When Telecom and Data Services Fail People Get Angry
The third week of July 2022 was not a good one for Canadian telecom companies. It was particularly bad for Rogers, after a yet-to-be explained glitch knocked out internet and wireless services for more than 10 million customers all across Canada. And yes, people are angry.
Canada's telecom industry is dominated by three companies: Rogers, Bell Canada and Telus. The three companies combined control more than 90% of the Canadian market so, when one goes down, a lot of people are affected.
What made the most recent shutdown so maddening for so many people was that Rogers was unable to get things up and running in a timely manner. The outage lasted a stunning 19 hours and affected everything from 911 services to local internet access.
The Official Explanation
Rogers' official explanation was a maintenance update failure. That explanation did not sit well with Canadian regulators. They responded by giving the company just a few days to produce a detailed report explaining exactly what happened.
In the meantime, Canadian lawmakers are planning a complete investigation of their own.
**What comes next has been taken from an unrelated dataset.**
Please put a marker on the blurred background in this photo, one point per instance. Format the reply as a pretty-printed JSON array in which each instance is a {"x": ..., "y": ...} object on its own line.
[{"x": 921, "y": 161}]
Rogers continues to try to diffuse the situation with ongoing public apologies and the promise of a five-day service credit to compensate for any losses caused by the outage.
Things Happen But…
The Canadian media and government have been absolutely relentless in their criticisms of Rogers since the shutdown. We would not expect anything different but, in fairness, nothing is perfect. All technologies fail at some point. Every system has its weaknesses; every policy has its gaps that remain unforeseen until exposed by a serious problem.
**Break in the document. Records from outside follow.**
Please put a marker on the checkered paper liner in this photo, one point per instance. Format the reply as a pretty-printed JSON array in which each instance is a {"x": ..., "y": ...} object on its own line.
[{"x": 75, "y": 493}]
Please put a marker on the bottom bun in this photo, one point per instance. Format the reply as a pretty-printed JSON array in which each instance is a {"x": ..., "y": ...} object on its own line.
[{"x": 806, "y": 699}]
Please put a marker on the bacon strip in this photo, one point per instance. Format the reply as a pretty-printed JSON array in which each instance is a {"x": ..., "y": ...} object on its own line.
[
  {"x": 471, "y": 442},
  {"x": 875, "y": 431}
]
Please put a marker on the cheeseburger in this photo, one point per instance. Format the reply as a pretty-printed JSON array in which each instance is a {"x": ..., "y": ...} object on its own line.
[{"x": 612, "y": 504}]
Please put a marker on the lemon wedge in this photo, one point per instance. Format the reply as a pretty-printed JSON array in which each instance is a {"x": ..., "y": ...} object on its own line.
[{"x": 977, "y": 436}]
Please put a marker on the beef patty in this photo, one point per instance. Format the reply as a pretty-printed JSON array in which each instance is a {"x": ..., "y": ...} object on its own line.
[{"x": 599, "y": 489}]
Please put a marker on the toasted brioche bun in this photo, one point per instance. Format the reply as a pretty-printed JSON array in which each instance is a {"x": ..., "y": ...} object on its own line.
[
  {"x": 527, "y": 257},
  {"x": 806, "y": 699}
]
Could Rogers have done anything to prevent the outage? We cannot say until we learn the actual cause. We may find out that it just boils down to the fact that things happen but, even if this is the case, being down for 19 hours is another matter altogether.
That's Why We Have Redundancy
When your customer base is more than ten million, there is a certain expectation of redundancy being built-in to your system. Redundancy is standard to telecom and data services. Any data centre worth its salt operates with built-in redundancy and the same goes for collocation centres, telecom centres, etc.
The important question relating to the Rogers failure is not why it happened. Anyone who owns a PC knows that just one software glitch can lead to a blue screen of death and a computer that no longer works. No, the important question is why it took so long to restore service.
Going 19 hours without 911 services is unacceptable and downright dangerous. Expecting people who no longer have landline telephones to go nearly a full day without being able to make a phone call is not reasonable. Something went wrong with Rogers' redundancy capabilities. That is what needs to be determined and fixed.
You Never Really Know
Canada has heavily restricted telecom competition to keep foreign operators out of the market. They have created a highly consolidated system that allows the top three companies the ability to pretty much do what they want. In other countries, including the UK, the exact opposite scenario exists. The one thing all national markets have in common is this: you never really know when service is going to go down.
It's not possible to maintain 100% uptime in perpetuity. Things happen and when they do, people get angry. The best telecom and data services companies can do is implement redundancy strategies and policies designed to recover from failures as quickly as possible. Rogers fell down somewhere in that arena in mid-July and now they are paying for it.